Opinions of Sunday, 9 June 2013
Columnist: Rii, Jedd
First counsel for the Respondent Mr Tsikata clamours for an audit of the electoral forms, then when it was granted, shadowy figures turn up at the court’s Registry demanding the keys to the evidence.
The court is a secure facility with its own security detail. None of the judges asked for additional security, so on what basis or jurisdiction, did these shadowy figures claiming to be from one of the national security agencies give, for going to the premises of a courthouse, to execute a “warrant” which has not been issued by a judge?
I don’t know if any national security agency is mandated to act outside the law, but it is very clear that those shadowy figures were acting without a clear mandate or jurisdiction, because they were turned away and were unable to execute the “warrant”. If they were acting within the law, that should not have been the case. We are still unclear if those characters were indeed from an agency of national security.
The most intriguing aspect of the case is not the incursion of the shadowy figures on the courts premises, but the subsequent action of counsels for the respondents headed by Mr Tsikata. No sooner had the request for an audit been granted did Mr Tsikata and co start crying foul. They claimed, that additional evidence in containers were added to the ones the audit firm was mandated to count, and this was ascertained following an initial audit by all parties to the claim and KPMG the international audit firm.
There was no such audit.
We know this, because the petitioners and the international audit firm KPMG, have all denied having been part of any such audit before the count. To buttress this, the court refused to raise any issues to this allegation, telling Mr Tsikata and co. to file a complaint which will be added to the final report of the audit [we will come back to that later].
It was intriguing when Mr Tsikata started clamouring for an audit of the electoral forms and even more so when that request was granted after the court had earlier issued a directive that the matters regarding those forms should be left to them [the panel]. If we take an average, that all the judges have had thirty years legal experience, that will be a combined total of two hundred and seventy years of legal experience; you have to show some respect; you have to show some serious respect! [Emphasis mine].
When you submit evidence to a court, there is no doubt about the security of its integrity while it is with the courts. It is inconceivable, that nine judges sitting on an important case, will allow evidence submitted to them to be tainted and raising such an allegation without evidence is an affront.
The suggestion that an audit should rather be taken from copies given to the judges, does not mitigate the attack levelled at the integrity of the court. Any documents held by judges would most likely have been kept on the same premises. If it is the claim by the respondents that the petitioners were able to smuggle more evidence past all the court’s security and place them next to those already at the courts, simply changing the location to another part of the premises is unlikely to be a problem.
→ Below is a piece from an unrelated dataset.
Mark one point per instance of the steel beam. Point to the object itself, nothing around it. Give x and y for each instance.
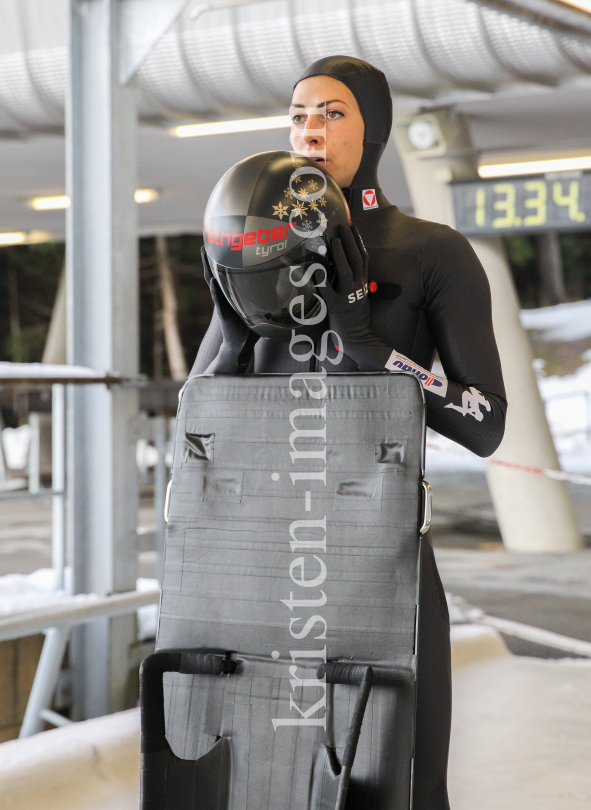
(102, 306)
I would go with Mr Addison’s theory that it is a “cooked up” story.
So what if additional containers were indeed added to the ones which had the evidence that KPMG was mandated to count. What if it was a “test” set up by the court.
The hard question is this: How was Mr Tsikata able to gain access to a secure facility of the court [when everybody was away] to establish that the number of containers have increased? How did he establish that those additional containers, had more evidence? KPMG was not mandated to count containers but evidence. The evidence room in a courthouse is secure and can have many containers with evidence on different cases, all labelled.
If the court set up such an arrangement for a reason which was supposed to be a “test” and Mr Tsikata got to know, he must have been a Houdini or must have got that information somehow.
[Back to the “filing the complaint”]. If Mr Tsikata like everybody else was not supposed to know the “test” at the secure area of the court, and somehow he got to know, filing that complaint will amount to signing a confession. Even if he does not do that, he has admitted in open court, with judges as witnesses that he knew. He would have to explain to the court, how he was able to get information from a secure area of the court which was out of bounds to everyone else.
It is all beginning to sound like a story about the African folklore character; Ananse. Attempting to pull a caper in court is most unwise [you will most likely fail]. However, if you have two hundred and seventy years of judicial potency sitting in front of you, trying to pull a caper is just... [I would not recommend it].
I always maintain that if you want to experience what it feels like to have a really bad headache, just walk into a court room as if you own it. Anyone into buying shares, would be advised to look into pharmaceuticals. It might seem like there is going to be a high demand for paracetamol.